Find the general solution of the following differential equation :$$[(x+3)D^2 -(2x+7)D+2]y = (x+3)^2e^x$$ Here $D = {d\over dx}$
But i got stuck as it doesn't follow Cauchy-Euler form or any normal form. Please help me out. Thanks in advance.

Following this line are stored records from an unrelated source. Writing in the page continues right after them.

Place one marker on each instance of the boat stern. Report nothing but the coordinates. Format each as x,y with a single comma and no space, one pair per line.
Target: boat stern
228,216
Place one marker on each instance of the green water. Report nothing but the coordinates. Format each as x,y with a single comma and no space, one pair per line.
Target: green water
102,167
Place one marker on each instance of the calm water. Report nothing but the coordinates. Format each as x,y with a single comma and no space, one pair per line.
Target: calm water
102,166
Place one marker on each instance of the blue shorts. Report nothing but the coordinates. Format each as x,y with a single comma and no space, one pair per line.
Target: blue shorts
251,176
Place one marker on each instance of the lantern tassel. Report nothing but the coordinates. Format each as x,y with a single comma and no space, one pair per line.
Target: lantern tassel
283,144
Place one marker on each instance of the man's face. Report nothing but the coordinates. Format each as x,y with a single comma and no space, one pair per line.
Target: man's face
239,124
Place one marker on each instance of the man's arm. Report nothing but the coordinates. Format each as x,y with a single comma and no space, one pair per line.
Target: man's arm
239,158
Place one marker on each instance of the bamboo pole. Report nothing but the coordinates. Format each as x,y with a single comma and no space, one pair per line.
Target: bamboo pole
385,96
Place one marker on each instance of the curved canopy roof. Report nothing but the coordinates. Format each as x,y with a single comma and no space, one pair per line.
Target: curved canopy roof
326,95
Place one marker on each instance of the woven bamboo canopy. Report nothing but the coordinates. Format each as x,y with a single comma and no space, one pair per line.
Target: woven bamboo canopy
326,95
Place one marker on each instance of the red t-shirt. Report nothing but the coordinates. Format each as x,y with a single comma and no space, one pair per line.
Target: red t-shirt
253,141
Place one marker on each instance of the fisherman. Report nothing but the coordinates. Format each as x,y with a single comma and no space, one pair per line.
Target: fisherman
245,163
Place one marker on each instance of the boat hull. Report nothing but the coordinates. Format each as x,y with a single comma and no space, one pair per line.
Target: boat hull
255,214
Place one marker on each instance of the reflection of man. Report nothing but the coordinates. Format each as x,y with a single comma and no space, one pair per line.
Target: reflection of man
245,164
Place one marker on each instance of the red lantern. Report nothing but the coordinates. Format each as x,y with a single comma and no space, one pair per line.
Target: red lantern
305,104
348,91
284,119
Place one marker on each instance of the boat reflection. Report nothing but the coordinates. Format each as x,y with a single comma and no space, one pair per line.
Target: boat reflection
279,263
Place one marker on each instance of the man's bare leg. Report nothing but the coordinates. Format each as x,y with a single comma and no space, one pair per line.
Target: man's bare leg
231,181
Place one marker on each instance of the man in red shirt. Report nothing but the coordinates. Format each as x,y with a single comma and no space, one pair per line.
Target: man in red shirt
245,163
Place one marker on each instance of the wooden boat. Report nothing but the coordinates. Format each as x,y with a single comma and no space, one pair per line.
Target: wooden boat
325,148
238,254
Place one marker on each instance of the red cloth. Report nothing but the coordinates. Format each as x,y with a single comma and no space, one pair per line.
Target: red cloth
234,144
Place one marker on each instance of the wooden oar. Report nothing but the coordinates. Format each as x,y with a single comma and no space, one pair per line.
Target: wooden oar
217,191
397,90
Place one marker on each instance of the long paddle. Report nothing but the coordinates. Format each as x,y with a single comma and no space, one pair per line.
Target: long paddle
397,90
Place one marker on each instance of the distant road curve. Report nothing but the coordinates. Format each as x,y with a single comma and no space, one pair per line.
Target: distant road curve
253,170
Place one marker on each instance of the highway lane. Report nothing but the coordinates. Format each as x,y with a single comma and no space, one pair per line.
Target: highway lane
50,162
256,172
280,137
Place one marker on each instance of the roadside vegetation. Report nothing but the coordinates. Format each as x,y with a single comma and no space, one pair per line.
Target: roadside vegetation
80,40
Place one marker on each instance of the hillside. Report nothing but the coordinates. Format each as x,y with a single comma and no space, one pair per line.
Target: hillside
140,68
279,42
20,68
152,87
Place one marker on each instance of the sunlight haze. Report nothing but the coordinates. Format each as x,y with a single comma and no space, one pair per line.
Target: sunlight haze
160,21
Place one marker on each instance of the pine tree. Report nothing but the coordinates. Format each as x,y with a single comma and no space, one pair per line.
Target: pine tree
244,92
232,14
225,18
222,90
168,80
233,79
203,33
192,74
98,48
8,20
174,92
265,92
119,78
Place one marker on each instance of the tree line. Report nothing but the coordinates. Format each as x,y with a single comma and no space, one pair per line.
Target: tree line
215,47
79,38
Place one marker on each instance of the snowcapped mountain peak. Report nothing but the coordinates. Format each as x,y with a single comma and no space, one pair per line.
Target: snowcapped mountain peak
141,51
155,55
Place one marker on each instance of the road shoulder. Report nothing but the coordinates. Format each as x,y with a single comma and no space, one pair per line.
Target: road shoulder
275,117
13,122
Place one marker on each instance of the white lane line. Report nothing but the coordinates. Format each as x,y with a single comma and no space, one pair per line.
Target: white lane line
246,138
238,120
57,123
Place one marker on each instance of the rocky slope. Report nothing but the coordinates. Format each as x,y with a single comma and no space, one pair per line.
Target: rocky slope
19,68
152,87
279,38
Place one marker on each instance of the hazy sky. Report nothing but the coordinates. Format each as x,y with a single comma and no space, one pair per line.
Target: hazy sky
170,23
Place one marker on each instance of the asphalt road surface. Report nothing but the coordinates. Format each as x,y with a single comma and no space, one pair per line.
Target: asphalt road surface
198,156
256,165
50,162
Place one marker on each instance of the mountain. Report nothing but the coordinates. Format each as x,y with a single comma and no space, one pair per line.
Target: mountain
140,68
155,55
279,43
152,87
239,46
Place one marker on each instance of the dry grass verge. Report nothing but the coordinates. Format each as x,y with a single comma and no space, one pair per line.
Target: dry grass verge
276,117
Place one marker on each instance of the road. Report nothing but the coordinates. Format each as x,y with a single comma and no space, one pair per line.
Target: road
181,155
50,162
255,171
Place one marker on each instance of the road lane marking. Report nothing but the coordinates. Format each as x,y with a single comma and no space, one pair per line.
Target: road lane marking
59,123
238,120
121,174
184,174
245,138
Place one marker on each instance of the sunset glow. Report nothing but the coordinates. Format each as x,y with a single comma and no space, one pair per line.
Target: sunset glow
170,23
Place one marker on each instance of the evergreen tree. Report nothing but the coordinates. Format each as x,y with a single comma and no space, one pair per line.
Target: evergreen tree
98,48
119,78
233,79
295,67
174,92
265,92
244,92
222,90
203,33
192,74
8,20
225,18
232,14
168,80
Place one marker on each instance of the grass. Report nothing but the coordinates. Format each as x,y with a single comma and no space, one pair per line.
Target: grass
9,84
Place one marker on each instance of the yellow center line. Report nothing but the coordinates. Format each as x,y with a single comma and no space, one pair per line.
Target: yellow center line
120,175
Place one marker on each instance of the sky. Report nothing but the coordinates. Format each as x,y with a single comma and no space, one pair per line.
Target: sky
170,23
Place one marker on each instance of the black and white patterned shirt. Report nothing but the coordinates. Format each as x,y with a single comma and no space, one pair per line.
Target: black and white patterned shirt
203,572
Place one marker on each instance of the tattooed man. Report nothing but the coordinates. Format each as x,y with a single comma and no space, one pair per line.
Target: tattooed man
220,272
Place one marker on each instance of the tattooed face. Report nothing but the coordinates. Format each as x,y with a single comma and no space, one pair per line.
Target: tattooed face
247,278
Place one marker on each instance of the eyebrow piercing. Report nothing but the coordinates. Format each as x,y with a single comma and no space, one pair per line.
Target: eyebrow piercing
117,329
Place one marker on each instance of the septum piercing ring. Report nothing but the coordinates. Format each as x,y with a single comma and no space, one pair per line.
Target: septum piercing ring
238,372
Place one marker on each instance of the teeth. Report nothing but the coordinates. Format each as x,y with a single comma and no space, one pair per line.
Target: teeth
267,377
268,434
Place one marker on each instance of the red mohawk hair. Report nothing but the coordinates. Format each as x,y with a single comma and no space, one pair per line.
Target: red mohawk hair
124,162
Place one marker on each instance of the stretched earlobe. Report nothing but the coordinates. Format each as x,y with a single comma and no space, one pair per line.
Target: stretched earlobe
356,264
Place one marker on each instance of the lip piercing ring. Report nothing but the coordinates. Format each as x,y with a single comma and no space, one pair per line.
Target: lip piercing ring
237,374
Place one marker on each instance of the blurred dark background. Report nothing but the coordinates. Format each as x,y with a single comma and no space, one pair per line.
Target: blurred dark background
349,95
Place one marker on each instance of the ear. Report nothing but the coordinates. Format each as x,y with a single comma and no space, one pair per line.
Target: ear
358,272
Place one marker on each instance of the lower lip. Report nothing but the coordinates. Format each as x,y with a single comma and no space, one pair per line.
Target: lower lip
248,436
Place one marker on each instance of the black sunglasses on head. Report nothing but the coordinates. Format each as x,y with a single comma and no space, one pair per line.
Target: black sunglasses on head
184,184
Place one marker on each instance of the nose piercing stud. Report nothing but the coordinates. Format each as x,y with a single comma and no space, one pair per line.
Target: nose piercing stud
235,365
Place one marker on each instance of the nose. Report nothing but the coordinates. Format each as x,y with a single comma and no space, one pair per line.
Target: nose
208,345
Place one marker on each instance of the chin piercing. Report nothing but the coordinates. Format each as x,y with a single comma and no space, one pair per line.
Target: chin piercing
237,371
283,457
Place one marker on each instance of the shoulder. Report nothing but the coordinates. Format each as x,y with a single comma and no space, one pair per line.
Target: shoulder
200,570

Try the ansatz $y(x) = p(x)e^x$, where p(x) is a polynomial. Then,
$$ y'(x) = p'(x)e^x + p(x)e^x $$ $$ y''(x) = p''(x)e^x + 2p'(x)e^x +p(x)e^x$$
Inserting all this into your equation, the $e^x$'s cancel and
$$(x+3)(p''(x)+ 2p'(x) +p(x)) - (2x+7)(p'(x) + p(x)) + 2p(x) = (x+3)^2$$
The right hand side has degree 2. The largest degree on the left comes from $xp(x)$. Therefore p(x) must be linear. Letting $p(x) = mx +b$, then $p'(x)= m$ and $p''(x) = 0$. Thus we get,
$(x+3)(2m +mx +b) - (2x +7)(m + mx + b) +2(mx+b) = (x+3)^2 = x^2 +6x + 9 $
This leads to
$ -m x^2 - (2m + b)x - (2b+m) = (x+3)^2 = x^2 +6x + 9 $
which gives us $m=-1, b = -4$. Therefore, we have the particular solution
$y_p(x) = -(x+4)e^x$.
To find the general solution we must solve the homogeneous equation:
$(x+3)y''(x) - 2(x+7)y'(x) + 2y(x) = 0$
Since a linear solution worked last time let's try it again, $y(x) = nx + c$.
$ 0 -(2x+7)n + 2(nx+c) = 0$
$ -7n + 2c = 0$
It should be expected that we have one degree of freedom remaining since, unlike the last case, in the homogeneous case a multiple of a solution is a solution. Therefore, we have $y(x) = nx +c = c(\frac{2}{7}x + 1)$.
Since the only other function we have to work with here is the exponential, let's try $y(x) = e^{\lambda x}$. Plugging this in the homogeneous equation,
$ (x+3)\lambda^2 - (2x+7)\lambda +2 = 0$
$ (\lambda^2- 2\lambda) x + 3\lambda^2 -7\lambda + 2 = 0 $
which can only hold for all x if $\lambda = 2$. Therefore, the general homogeneous solution is,
$y_h (x) = de^{2x} + c(\frac{2}{7}x + 1)$
where c and d are constants (the two homogeneous solutions are clearly linearly independent). The general solution is then,
$y(x) = y_p(x) + y_h(x) = -(x+4)e^x + de^{2x} + c(\frac{2}{7}x + 1)$